November 1, 2017
It is known that melatonin (5-methoxy-N-acetyltryptamine, MT), an endogenous hormone, plays an important role in regulating circadian rhythms. This happens by activating two G-protein-coupled receptors, MT1 and MT2. These are good targets for drug discovery for drugs treating insomnia and sleep disorders.
The traditional Chinese medicine Gou-Teng is used for treating neurological disorders. Its main chemical constituents are indole alkaloids, flavonoids, triterpenoids, and organic acids. The indole alkaloids are characteristic constituents responsible for the hypotensive action of Gou-Teng. Five Uncaria plant species are documented as the sources of Gou-Teng according to the latest Chinese Pharmacopoeia (2015).

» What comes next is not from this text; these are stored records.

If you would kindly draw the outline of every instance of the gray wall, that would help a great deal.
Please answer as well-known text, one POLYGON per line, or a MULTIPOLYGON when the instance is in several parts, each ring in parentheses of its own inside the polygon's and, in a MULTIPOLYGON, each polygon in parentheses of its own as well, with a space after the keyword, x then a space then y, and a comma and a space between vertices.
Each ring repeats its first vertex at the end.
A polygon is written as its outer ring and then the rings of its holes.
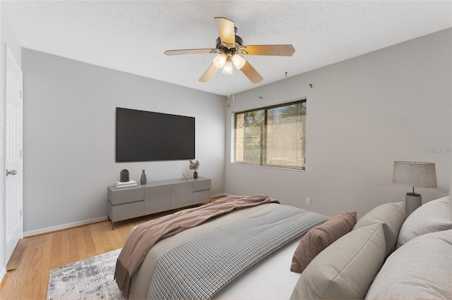
MULTIPOLYGON (((188 161, 115 163, 115 108, 196 118, 200 176, 223 193, 223 96, 28 49, 24 77, 24 234, 107 215, 107 187, 122 169, 139 182, 181 178, 188 161)), ((164 128, 162 128, 164 130, 164 128)))
POLYGON ((230 149, 233 112, 307 97, 307 167, 232 164, 227 151, 226 192, 267 194, 328 215, 357 210, 362 216, 380 204, 405 200, 410 187, 392 183, 393 161, 417 161, 436 165, 438 188, 416 189, 424 202, 447 195, 451 154, 426 148, 451 144, 451 37, 448 29, 227 99, 230 149))

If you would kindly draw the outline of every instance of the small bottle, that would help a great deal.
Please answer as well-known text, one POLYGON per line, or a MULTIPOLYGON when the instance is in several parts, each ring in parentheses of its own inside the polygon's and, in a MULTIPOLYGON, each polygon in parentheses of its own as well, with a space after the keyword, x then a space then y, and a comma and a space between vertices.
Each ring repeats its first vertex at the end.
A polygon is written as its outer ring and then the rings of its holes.
POLYGON ((141 185, 145 185, 147 182, 148 182, 148 180, 146 179, 146 173, 144 173, 144 170, 143 170, 143 172, 141 173, 141 179, 140 180, 140 183, 141 185))

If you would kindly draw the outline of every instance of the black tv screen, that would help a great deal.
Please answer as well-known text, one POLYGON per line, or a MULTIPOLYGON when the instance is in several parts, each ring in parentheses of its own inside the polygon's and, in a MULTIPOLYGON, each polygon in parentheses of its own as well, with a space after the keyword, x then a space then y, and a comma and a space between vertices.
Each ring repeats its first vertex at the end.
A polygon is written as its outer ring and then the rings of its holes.
POLYGON ((195 118, 116 108, 116 161, 195 158, 195 118))

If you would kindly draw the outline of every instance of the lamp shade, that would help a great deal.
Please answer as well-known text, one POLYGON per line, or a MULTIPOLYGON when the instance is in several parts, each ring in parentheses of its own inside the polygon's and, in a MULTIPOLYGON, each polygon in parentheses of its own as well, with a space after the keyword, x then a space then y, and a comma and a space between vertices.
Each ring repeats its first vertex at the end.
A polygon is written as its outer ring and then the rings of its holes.
POLYGON ((416 161, 394 161, 393 182, 413 187, 436 187, 435 164, 416 161))

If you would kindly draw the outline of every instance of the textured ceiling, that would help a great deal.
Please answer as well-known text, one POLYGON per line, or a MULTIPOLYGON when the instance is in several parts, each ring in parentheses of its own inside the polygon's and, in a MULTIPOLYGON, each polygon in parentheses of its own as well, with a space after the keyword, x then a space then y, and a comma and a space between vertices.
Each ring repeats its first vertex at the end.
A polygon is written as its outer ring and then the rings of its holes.
POLYGON ((452 27, 452 1, 2 1, 23 46, 213 94, 234 94, 452 27), (292 44, 291 57, 246 58, 239 70, 199 77, 215 54, 214 17, 234 20, 245 45, 292 44))

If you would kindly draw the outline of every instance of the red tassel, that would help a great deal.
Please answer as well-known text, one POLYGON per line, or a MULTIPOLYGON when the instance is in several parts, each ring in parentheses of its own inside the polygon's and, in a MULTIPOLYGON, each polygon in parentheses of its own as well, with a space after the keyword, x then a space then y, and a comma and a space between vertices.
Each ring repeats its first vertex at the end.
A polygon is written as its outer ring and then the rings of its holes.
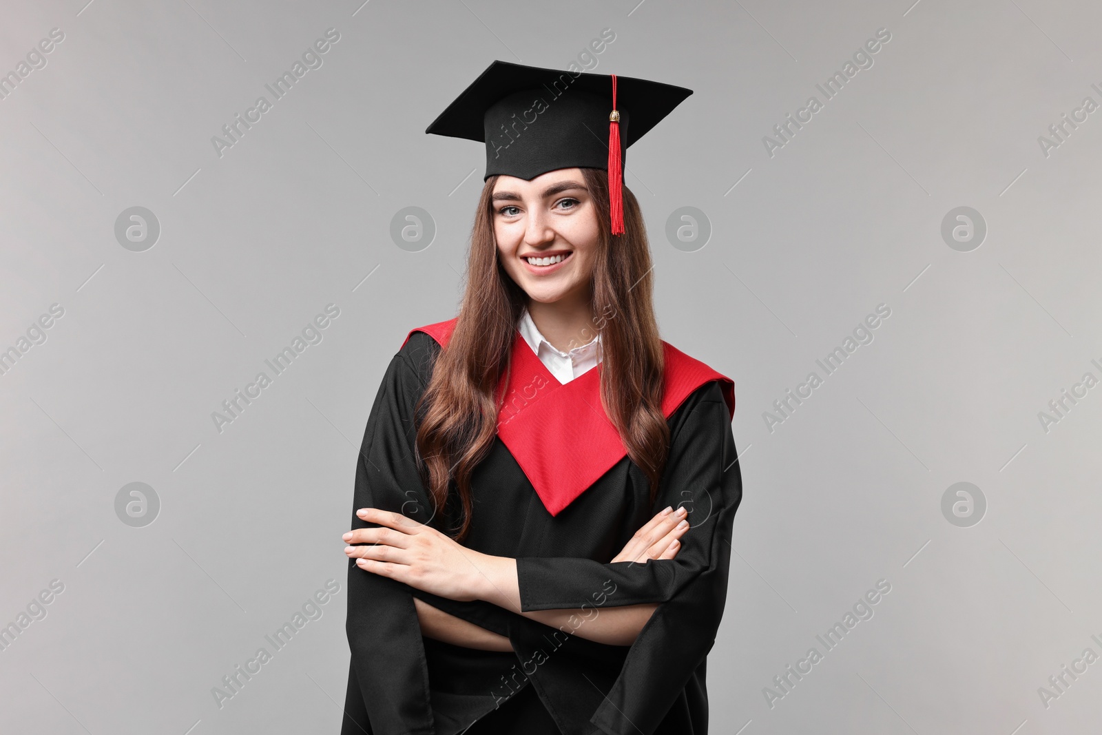
POLYGON ((619 110, 616 109, 616 75, 613 74, 613 111, 608 115, 608 210, 613 235, 624 234, 624 172, 619 155, 619 110))

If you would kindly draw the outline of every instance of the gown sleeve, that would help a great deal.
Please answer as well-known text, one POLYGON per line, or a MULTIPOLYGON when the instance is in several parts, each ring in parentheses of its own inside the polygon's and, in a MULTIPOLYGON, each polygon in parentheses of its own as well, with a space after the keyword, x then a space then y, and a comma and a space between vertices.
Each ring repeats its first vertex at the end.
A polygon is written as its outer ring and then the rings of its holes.
MULTIPOLYGON (((685 506, 690 528, 673 559, 599 562, 574 556, 521 556, 521 610, 592 607, 594 591, 615 584, 604 606, 667 603, 705 572, 725 566, 742 478, 735 464, 731 414, 719 382, 698 388, 678 409, 669 458, 650 510, 685 506), (611 580, 612 584, 607 581, 611 580)), ((648 517, 649 519, 649 517, 648 517)))
MULTIPOLYGON (((612 590, 602 596, 605 606, 659 603, 615 682, 607 692, 602 688, 604 698, 590 718, 614 735, 651 735, 690 680, 703 675, 726 604, 732 526, 742 500, 731 414, 716 382, 698 389, 682 409, 652 508, 689 506, 691 526, 674 559, 646 564, 517 560, 525 610, 593 607, 595 590, 612 590), (616 587, 604 586, 609 579, 616 587)), ((703 692, 703 682, 693 691, 703 692)))
MULTIPOLYGON (((417 369, 423 339, 428 337, 414 334, 395 356, 376 396, 356 465, 353 529, 378 527, 356 516, 366 507, 428 520, 431 506, 413 453, 414 404, 424 389, 417 369)), ((412 588, 349 560, 345 629, 352 663, 343 735, 431 735, 429 669, 412 588), (354 722, 365 715, 370 727, 354 722)))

In the search for novel MT receptor agonists from natural sources, Geng at al  used LC-MS to study U. rhynchophylla,, resulting in the isolation of two pairs of dimeric isoechinulin-type enantiomers, (±)-uncarilin A (1) and (±)-uncarilin B:
Spectroscopic data used for elucidating the structure of compound 1 were utilized to challenge ACD/Structure Elucidator. The positive HR-MS spectrum displayed a protonated molecular ion at m/z 647.3341 ([M + H]+, +0.1 mDa), corresponding to a molecular formula of C38H42N6O4, indicating 21 degrees of unsaturation. The UV absorptions at 283 and 226 nm point to the presence of an indole chromophore in the structure. A strong IR absorption band at 1660 cm-1 shows the presence of an amide group. 1H, 13C, and HSQC data were fully tabulated in the article , while only key COSY and HMBC correlations were presented in a graphical form on the elucidated structure 1. The molecular formula of this compound contains 38 carbon atoms, while only 19 signals were observed in the 13C NMR. This is a very clear indication that the molecule under investigation is symmetric. The available NMR spectroscopic data are presented in Table 1.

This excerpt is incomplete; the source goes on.